Defendant 1238 10th Street LLC moves to strike the following allegations pertinent to Plaintiff Shawn Ryan’s seventh cause of action for Tenant Harassment:

 

• Paragraph 84, lines 14 through 15: “taking action to terminate a tenancy upon a legal theory which is untenable under the facts known to landlord”; and

• Paragraph 85, lines 20 through 21: “brought an action to terminate a tenancy upon a legal theory which is untenable under the facts known to landlord”.

 

Generally, bringing an action for unlawful detainer, and all acts necessary to prosecute such an action, would be protected under the anti-SLAPP provisions. (See Feldman v. 1100 Park Lane Assocs. (2008) 160 Cal.App.4th 1467, 1480 [finding that an unlawful detainer action, service of notice to quit and threats to evict tenants constitute protected activities].) CCP section 425.16(e) defines protected acts as the following: 1) any written or oral statement or writing made before a legislative, executive, or judicial proceeding, or any other official proceeding authorized by law and 2) any written or oral statement or writing made in connection with an issue under consideration or review by a legislative, executive, or judicial body, or any other official proceeding authorized by law, among other things. Thus, all petition-related activities before the government, even if it does not involve a public issue, constitute protected activities under section 425.16. All that matters is that the First Amendment activity takes place in an official proceeding or be made in connection with an issue being reviewed by an official proceeding. (Briggs v. Eden Council for Hope & Opportunity (1999) 19 Cal.4th 1106, 1116.) Litigation-related activities, such as the filing of a lawsuit or unlawful detainer action, reflect the exercise of a person‘s constitutionally guaranteed right to petition the government for grievances. (Navellier v.
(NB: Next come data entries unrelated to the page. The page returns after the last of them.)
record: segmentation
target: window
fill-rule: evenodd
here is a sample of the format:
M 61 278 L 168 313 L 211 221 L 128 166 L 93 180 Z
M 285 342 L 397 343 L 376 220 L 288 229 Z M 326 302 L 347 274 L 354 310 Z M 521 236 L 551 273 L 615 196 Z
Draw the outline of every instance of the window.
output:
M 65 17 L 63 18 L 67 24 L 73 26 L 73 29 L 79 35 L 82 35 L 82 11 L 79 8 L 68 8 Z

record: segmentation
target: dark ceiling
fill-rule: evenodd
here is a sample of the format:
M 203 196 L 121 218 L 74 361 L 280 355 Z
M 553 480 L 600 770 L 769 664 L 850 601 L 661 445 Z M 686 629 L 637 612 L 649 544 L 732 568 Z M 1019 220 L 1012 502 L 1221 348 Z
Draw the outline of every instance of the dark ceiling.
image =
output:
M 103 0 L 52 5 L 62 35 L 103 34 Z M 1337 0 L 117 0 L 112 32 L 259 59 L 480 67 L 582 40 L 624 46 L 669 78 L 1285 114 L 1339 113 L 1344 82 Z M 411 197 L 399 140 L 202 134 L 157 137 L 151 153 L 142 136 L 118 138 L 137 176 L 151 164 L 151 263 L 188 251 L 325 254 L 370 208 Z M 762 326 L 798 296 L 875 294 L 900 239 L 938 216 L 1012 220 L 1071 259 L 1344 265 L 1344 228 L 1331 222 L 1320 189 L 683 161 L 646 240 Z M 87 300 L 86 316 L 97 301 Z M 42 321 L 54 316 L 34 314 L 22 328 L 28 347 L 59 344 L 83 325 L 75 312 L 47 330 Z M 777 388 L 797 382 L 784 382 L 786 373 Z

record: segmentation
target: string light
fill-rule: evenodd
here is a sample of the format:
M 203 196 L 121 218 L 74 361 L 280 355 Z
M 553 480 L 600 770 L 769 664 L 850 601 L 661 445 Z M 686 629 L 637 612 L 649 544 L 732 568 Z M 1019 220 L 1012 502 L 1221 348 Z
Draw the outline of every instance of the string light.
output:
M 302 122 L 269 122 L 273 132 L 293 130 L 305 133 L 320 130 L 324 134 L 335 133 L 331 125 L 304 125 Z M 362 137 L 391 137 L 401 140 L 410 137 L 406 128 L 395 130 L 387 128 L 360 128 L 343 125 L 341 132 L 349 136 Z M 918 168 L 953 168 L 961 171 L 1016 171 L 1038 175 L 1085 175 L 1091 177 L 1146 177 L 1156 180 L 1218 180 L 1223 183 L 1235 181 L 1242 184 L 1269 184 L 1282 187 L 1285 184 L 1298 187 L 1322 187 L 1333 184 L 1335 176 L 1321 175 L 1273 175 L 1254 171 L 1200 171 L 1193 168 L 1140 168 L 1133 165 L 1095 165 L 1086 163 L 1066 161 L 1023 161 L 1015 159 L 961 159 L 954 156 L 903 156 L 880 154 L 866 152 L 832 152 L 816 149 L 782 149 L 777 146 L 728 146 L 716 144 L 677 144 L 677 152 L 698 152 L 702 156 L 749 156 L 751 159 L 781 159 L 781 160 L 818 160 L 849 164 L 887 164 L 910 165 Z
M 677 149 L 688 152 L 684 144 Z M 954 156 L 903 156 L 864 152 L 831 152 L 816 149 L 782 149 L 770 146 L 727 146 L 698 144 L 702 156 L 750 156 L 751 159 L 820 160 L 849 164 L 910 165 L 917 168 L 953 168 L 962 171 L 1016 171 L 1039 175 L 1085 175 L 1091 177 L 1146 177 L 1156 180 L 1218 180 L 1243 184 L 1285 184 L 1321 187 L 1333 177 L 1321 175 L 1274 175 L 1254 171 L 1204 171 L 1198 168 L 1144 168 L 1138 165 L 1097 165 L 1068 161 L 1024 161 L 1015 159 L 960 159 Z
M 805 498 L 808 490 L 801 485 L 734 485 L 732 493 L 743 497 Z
Sletten (2002) 29 Cal.4th 84, 90.)

 

The above-cited cases expressly refer to “taking action” or bringing “an action” to terminate a tenancy, i.e., an unlawful detainer action under CCP section 1161 et seq. Liability for Plaintiff’s wrongful eviction claim is therefore premised, in part, on Defendant’s litigation conduct. Defendant therefore meets its burden to show that challenged allegations arise from, in part, protected conduct. Plaintiff does not oppose the motion, and therefore fails to meet his second prong burden.

 

The “prevailing defendant” on the motion to strike “shall be entitled” to recover the defendant's attorney fees and costs. (CCP § 425.16(c).) Defendant requests $8,850.00 in sanctions, which reflects approximately 16 hours of attorney-time, and does not count any time anticipated for a reply. (See Supp. French Decl., ¶¶ 4-6.) Counsel presents verified billing records showing that counsel, Mr. French, spent 15.3 hours working on the moving papers at $540.00 per hour, and Mr. Odson spent 0.7 hours reviewing/revising the moving papers at $895.00 per hour. The Court finds the counsel’s rates and time spent to be reasonable. Accordingly, the request for sanctions is GRANTED. Sanctions are imposed against Plaintiff Shawn Ryan and his counsel of record, jointly and severally, in the amount of $8,850.00.